Malgré une baisse globale des installations en 2024 (– 7 %), la jeunesse agricole française affiche une vitalité remarquable. Selon les dernières statistiques de la MSA, 84,8 % des chefs d’exploitation de moins de 40 ans installés en 2018 exercent encore en 2024.

Un résultat d’autant plus impressionnant lorsqu’on le compare à celui des installés tardifs : seuls 63 % des plus de 40 ans hors transfert entre époux poursuivent leur activité a bout de six ans, et à peine 51 % des installés via transfert.

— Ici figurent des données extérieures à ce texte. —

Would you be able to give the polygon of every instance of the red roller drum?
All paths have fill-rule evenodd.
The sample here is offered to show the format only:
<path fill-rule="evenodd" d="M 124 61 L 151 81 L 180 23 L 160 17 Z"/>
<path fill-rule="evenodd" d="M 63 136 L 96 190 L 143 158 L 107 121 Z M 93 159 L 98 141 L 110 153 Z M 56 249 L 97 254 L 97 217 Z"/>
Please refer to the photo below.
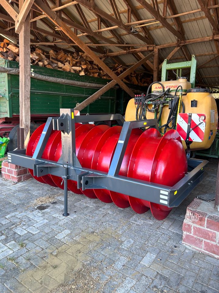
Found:
<path fill-rule="evenodd" d="M 43 127 L 41 125 L 31 137 L 27 154 L 33 155 Z M 122 128 L 76 124 L 76 154 L 82 167 L 108 172 Z M 53 130 L 42 157 L 57 161 L 61 154 L 61 132 Z M 185 152 L 176 131 L 171 130 L 162 137 L 154 128 L 144 132 L 137 128 L 132 131 L 119 175 L 170 187 L 184 177 L 187 169 Z M 30 171 L 33 175 L 33 171 Z M 34 178 L 40 182 L 63 188 L 61 177 L 45 175 Z M 171 209 L 162 204 L 162 199 L 158 204 L 104 189 L 82 190 L 78 189 L 76 182 L 70 180 L 68 186 L 75 193 L 97 197 L 104 202 L 113 202 L 120 208 L 130 206 L 139 213 L 150 209 L 158 220 L 165 218 Z M 137 196 L 137 190 L 136 193 Z"/>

Solidité des jeunes installés

Cette solidité repose en grande partie sur le choix majoritaire des jeunes pour les formes sociétaires (groupement agricole d’exploitation en commun ou Gaec, exploitation agricole à responsabilité limitée ou EARL), qui favorisent la mutualisation des moyens, une répartition plus souple du travail et une sécurisation accrue de la gestion.

Par ailleurs, la superficie moyenne exploitée progresse en 2024, atteignant 37,1 hectares. La pluriactivité, qui concerne encore près de quatre jeunes sur dix, recule légèrement, signe de projets mieux stabilisés. L’ensemble de ces éléments témoigne d’installations bien construites, plus viables et préparées dans la durée.

Le commerce à la traîne

Comparée aux entreprises créées en 2018 dans les secteurs marchands non agricoles, la pérennité des jeunes agriculteurs apparaît particulièrement élevée. Cinq ans après leur création, 69 % des entreprises non agricoles sont toujours en activité, un résultat encourageant mais sensiblement inférieur à celui des jeunes exploitants (cf. étude Insee intitulée Entreprises créées en 2018 : 69 % sont encore actives cinq ans après leur création).

Dans le détail, les taux de survie sont de 64 % dans le commerce, 70 % dans la construction, 77 % dans les services financiers et l’assurance, 73 % dans l’enseignement, la santé et l’action sociale, et 62 % dans l’hôtellerie restauration et les arts.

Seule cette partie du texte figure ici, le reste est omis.